Gabriel Tarde ranks as one of the most outstanding sociologists of nineteenth-century France, though not as well known by English readers as his peers Comte and Durkheim. This book makes available Tarde’s most important work and demonstrates his continuing relevance to a new generation of students and thinkers.
Tarde’s landmark research and empirical analysis drew upon collective behavior, mass communications, and civic opinion as elements to be explained within the context of broader social patterns. Unlike the mass society theorists that followed in his wake, Tarde integrated his discussions of societal change at the macrosocietal and individual levels, anticipating later twentieth-century thinkers who fused the studies of mass communications and public opinion research.

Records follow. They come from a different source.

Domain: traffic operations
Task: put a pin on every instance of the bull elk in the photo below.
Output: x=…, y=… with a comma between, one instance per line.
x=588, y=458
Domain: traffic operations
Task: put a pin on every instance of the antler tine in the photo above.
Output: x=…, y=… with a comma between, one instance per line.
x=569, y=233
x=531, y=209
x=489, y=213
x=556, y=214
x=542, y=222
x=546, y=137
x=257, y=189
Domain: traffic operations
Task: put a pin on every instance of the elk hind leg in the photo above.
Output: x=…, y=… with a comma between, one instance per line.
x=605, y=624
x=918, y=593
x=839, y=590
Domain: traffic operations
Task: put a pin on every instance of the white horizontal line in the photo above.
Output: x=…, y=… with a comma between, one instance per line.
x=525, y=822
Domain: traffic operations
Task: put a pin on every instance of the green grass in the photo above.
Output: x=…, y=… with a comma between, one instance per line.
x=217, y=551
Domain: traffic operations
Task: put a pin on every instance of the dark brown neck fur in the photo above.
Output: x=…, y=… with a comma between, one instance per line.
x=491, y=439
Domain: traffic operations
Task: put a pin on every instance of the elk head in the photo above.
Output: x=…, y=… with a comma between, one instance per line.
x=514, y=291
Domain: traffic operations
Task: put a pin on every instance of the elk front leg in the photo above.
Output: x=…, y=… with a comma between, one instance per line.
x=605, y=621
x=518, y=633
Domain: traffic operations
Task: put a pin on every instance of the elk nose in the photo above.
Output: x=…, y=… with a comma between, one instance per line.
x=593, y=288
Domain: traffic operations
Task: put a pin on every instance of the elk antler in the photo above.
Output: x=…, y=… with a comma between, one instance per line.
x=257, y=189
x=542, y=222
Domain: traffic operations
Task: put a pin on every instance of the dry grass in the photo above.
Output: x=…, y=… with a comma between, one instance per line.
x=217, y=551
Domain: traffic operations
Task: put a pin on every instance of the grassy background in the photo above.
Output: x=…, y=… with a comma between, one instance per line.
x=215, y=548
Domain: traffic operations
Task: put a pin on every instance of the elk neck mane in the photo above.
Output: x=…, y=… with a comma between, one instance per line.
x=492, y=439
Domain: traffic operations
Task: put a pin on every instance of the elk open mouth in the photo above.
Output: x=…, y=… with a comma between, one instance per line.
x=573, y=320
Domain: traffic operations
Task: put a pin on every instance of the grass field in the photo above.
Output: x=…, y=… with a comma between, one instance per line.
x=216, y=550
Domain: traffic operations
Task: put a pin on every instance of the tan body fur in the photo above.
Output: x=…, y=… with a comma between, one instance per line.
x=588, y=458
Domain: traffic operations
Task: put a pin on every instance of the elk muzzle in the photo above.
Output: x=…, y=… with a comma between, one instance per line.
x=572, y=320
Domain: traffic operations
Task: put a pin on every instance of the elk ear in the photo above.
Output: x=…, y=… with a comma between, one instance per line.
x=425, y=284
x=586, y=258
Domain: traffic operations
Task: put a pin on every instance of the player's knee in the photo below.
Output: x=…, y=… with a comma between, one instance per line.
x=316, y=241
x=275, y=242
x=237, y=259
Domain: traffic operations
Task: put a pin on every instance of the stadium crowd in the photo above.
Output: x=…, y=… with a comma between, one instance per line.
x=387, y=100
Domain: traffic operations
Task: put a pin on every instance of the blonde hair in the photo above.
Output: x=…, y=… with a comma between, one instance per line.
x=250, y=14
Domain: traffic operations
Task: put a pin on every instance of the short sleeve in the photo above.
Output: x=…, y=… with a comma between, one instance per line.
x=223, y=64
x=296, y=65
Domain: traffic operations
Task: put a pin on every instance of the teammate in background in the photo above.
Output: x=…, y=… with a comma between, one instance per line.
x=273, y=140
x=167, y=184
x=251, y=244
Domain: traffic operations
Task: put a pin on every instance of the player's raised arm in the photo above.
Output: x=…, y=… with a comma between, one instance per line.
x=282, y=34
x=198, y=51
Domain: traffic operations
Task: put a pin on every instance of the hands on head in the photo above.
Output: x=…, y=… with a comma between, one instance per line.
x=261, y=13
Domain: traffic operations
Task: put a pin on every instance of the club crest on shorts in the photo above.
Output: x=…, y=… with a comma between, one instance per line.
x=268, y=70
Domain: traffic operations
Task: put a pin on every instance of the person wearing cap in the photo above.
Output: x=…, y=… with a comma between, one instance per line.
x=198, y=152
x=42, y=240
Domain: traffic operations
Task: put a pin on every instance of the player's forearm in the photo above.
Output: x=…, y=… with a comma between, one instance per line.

Terry N. Clark’s introduction, considered the premier guide to Tarde’s opus, accompanies this important work, reprinted here for the first time in forty years.
Gabriel Tarde (1843–1904) was one of the founding fathers of sociology.
Terry N. Clark is professor of sociology at the University of Chicago and the editor, coeditor, and coauthor of numerous books.
Morris Janowitz (1919 - 1988) was an American sociologist and professor who made major contributions to sociological theory, the study of prejudice, urban issues, and patriotism. He was one of the founders of military sociology and made major contributions, along with Samuel Huntington, to the establishment of contemporary civil-military relations. He was a professor of sociology at the University of Michigan and the University of Chicago and held a five-year chairmanship of the Sociology Department at University of Chicago where he was the Lawrence A. Kimpton Distinguished Service Professor.